Today we had two visits to our local shops for more socialisation and getting used to as much bustle as the local shops have to offer in preparation for our weekend escapade to the big agricultural/food/amusement rides/entertainment etc show. I've been reading about how to introduce Knightley to the show when we get there. As soon as we reach the main centre of the show we should start trying to find a nice quiet place for him to unwind, away from the noise and people so that he can start processing what he has just seen so that he doesn't get overloaded with new sights, sounds and smells and start going over threshold to where I couldn't reach him. Then periodically throughout the time we are there, we should return to the same spot for 15-20 minutes to let him unwind away from the crowds. I might do some massage, and also take some toys. If a dog can play happily, especially if they get really into it, then they aren't all that stressed. So, play would be good to see. I plan on not feeding him the night before, or the morning of the show (we are likely going on Sunday as we think it will be less busy, although Sunday looks like worse weather) so that I can use food to shape him to explore things that may spook him.

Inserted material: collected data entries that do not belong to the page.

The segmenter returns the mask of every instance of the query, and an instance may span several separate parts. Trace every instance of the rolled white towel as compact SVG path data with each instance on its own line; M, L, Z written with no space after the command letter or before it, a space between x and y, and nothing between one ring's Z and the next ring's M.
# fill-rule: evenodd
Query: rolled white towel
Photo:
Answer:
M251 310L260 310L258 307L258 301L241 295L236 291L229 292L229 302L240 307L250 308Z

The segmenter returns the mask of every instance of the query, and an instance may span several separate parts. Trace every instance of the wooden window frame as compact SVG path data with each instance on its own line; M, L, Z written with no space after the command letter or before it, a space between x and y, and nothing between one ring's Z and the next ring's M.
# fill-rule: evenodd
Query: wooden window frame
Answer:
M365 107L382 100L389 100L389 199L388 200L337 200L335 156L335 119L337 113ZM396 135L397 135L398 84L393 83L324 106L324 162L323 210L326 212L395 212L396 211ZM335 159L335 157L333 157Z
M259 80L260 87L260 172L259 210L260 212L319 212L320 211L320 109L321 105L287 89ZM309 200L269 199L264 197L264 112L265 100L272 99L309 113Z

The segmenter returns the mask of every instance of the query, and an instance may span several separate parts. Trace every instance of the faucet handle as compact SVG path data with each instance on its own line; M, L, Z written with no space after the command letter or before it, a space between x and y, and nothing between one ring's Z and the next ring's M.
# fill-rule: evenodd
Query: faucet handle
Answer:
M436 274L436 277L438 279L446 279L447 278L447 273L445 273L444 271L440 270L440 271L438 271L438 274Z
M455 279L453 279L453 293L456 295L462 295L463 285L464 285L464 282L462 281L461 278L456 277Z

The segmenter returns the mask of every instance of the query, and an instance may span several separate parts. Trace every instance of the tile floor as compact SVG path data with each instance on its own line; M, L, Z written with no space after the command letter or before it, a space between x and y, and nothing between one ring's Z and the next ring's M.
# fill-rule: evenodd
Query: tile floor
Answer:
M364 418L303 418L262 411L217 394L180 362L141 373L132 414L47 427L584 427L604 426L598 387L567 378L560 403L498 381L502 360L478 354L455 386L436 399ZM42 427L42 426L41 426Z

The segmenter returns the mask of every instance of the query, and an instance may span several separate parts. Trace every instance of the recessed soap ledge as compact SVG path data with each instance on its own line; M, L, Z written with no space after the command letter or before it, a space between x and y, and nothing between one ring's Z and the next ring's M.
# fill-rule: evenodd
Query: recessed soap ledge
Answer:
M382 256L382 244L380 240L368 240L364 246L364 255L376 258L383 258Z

More of Knightley up at the shops. Wanted to point out that
he is panting, even though it was not a very hot day. It was
quite humid however, and a day can be quite cool but only has
to be humid for a dog to get really very hot. Humidity effects
dogs more than purely heat, but both together is a killer -
literally in some cases.
Another issue for the weekend will be the heat. The forecast puts it at 30 C (86 F) for Saturday and 28 C (82 F) for Sunday. While it won't be too bad for us humans, for a dog that is quite hot, especially if that dog is going to be walking around in the sun. Dogs really don't cope with heat well, as they can only lose heat through their mouth/tongue, nose leather and foot pads. They do of course lose some heat just through their body and wetting or applying other cooling packs to the dogs abdomen can be quite effective in cooling a dog down. It isn't the dog's back or neck that you should be concentrating - many of those dog cooling products are largely gimmicks that don't work much at all. Really the only place that works for cooling a dog down nicely is to apply cooling to its stomach and chest, also getting their underarm region. When we've had particularly hot days this summer, although it has largely been a cold wet summer, I've used a little spray bottle to spray Knightley's chest and stomach to cool him down. This gives a surprising amount of relief, he always perks up after a good spraying. I think I will take the spray bottle with me. The other thing that is essential is that Knightley stays very well hydrated. A dog's main cooling system relies on them having a nice wet mouth, so I have to make sure he keeps drinking throughout our time there. I have considered what to do in order to pump as much liquid into Knightley as possible and think I will boil a chicken carcass the day before, then boil it down some more to get a more concentrated stock. Then I can take a small bottle of it with me and all I need to do is add a tablespoon of the stock to Knightley's water in his portable water bowl and he'll be keen to lap it all up. It's important you don't go crazy with giving too much water on a hot day, but considering all the distractions that will be around I think the stock is a good idea for getting him interested in drinking when he might be a bit more interested in what is happening over there.... or over there.... or there...!

We continue with the antibiotics for Knightley's lump and I *think* .... maybe....... it is a bit smaller. It certainly isn't bigger. Please please please be an infection , that would be nice and simple. The antibiotics are a five day course, and after that period I was to call the vet if the lump hadn't gone or seriously shrunk..... so that's Saturday. Cross your fingers for us.